See Wild Video Of Probe Going Through Massive Solar Eruption

By Sean Thiessen | Published

sun

Few pass through a solar eruption and live to tell the tale. Actually, nothing has – until now. ScienceAlert reports that NASA’s Parker Solar Probe not only survived an encounter with a coronal mass ejection (CME), it caught the whole thing on video.

NASA’s Parker Solar Probe went through the shockwave of a solar eruption, something never before recorded at this distance.

The probe first detected the solar eruption about 5.7 million miles from the sun’s surface – too close for comfort by anything else’s standards. As it continued its surveillance, it passed through the solar eruption shockwave.

This CME was one of the biggest ever recorded, with particles traveling at 840 miles per second. That is a middling speed for such blasts if you can believe it, but not the speed at which you would want to encounter plasma particles.
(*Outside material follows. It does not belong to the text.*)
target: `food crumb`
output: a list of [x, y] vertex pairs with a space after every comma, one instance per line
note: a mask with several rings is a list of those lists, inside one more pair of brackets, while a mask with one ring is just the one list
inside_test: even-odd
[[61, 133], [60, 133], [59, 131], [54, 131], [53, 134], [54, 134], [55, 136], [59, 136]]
The Parker Probe, on the other hand, takes the blast like a champ. Studying the sun is not for the faint of heart, and engineers smart enough to know that this day would come designed the vessel with a special heat shield and a system that protects it from the emissions of the sun – even a massive solar eruption.
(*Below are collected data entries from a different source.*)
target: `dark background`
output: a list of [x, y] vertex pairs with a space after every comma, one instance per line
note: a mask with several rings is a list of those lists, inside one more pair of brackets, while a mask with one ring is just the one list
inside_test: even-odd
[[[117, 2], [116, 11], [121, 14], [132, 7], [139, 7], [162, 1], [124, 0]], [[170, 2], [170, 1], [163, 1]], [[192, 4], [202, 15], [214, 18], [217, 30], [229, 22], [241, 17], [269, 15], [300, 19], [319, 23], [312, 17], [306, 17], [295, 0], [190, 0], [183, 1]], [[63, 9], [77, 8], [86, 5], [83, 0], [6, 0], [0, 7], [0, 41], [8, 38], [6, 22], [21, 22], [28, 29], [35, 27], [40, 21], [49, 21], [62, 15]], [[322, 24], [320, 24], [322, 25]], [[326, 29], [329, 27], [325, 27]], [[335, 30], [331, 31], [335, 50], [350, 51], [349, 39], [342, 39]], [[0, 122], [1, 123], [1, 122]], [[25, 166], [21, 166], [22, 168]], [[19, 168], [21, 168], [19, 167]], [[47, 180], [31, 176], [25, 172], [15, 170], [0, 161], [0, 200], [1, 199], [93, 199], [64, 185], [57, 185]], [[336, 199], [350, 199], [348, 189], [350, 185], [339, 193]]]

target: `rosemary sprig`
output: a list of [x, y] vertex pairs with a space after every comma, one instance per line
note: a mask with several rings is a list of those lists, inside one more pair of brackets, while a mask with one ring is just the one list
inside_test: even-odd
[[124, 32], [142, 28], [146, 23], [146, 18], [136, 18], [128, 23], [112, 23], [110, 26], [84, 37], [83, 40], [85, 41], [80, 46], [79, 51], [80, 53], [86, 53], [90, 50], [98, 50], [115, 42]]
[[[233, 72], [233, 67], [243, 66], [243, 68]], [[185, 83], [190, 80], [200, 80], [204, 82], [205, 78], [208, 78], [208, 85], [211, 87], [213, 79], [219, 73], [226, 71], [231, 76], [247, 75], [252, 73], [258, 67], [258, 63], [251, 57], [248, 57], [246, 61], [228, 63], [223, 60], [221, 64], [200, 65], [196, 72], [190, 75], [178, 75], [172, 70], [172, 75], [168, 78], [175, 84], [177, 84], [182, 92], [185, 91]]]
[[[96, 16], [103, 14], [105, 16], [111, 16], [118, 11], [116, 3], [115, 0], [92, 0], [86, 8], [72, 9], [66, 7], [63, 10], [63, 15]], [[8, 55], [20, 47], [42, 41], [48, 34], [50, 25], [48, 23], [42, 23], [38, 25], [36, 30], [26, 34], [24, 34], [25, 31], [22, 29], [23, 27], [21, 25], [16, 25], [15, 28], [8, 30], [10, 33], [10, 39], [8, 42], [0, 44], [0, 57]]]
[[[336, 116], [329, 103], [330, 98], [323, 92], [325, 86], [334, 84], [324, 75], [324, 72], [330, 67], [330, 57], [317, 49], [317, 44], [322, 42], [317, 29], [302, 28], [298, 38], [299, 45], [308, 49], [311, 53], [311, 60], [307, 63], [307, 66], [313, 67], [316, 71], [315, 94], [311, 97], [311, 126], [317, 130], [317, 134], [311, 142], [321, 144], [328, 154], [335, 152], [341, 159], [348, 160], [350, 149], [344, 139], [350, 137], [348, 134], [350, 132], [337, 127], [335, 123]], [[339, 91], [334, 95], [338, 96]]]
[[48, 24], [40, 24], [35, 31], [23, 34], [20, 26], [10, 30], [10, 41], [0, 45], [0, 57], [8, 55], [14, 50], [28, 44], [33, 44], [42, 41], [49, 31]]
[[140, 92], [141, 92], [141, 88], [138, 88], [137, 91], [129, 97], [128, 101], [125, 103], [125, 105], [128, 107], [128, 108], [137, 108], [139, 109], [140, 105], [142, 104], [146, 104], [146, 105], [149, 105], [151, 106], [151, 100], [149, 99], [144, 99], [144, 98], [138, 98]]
Parker is the fastest spacecraft ever engineered, but it is arguably also the toughest. It can get within 4 million miles of the sun; for reference, Earth is more than 93 million miles away from its own star, and even Mercury only dares get within 28 million miles.

Astonishing footage captured by the probe looks like something out of Star Trek. It would be difficult to discern what was happening in the footage without already knowing, but there is no doubt that whatever is happening, it is mighty. The solar eruption event was recorded last year, but it was only just released by the Johns Hopkins Applied Physics Laboratory.

The Parker Probe is built to withstand solar eruptions, letting it get within 4 million miles of the Sun; for context, Mercury is 28 million miles away.

Findings from the Parker Probe illuminate the sun’s subject for scientists, and this solar eruption close-up may offer valuable insight into CMEs. These jets of plasma fire charged particles that, should they strike Earth, can cause all kinds of problems. Data collected by the Parker Probe is helping scientists understand the driving force behind these particles’ incredible speed.

Parker measures solar eruption events, but it also collects data about their impact on their surroundings. Specifically, scientists are observing the effects of a CME on space dust.

Solar eruptions can reach amazing speeds, with the run recorded by the Parker Probe only registering at 840 miles per second, slow for a blast from the Sun.

Findings are beginning to indicate that interplanetary dust impacts the size, shape, and speed of CMEs. A better understanding of such a relationship could offer helpful tools for predicting so-called space weather. Given the destructive potential of a solar eruption for the inhabitants of little ol’ Earth, better prediction models sound like a good idea.

Space is a wild place, and the technology that helps us observe it is in a league of its own. The Parker Probe is an engineering feat and a valuable tool for understanding the molten death trap we orbit. Whether taking video of a solar eruption or clocking the speed of space dust, the Parker Probe is earning its keep.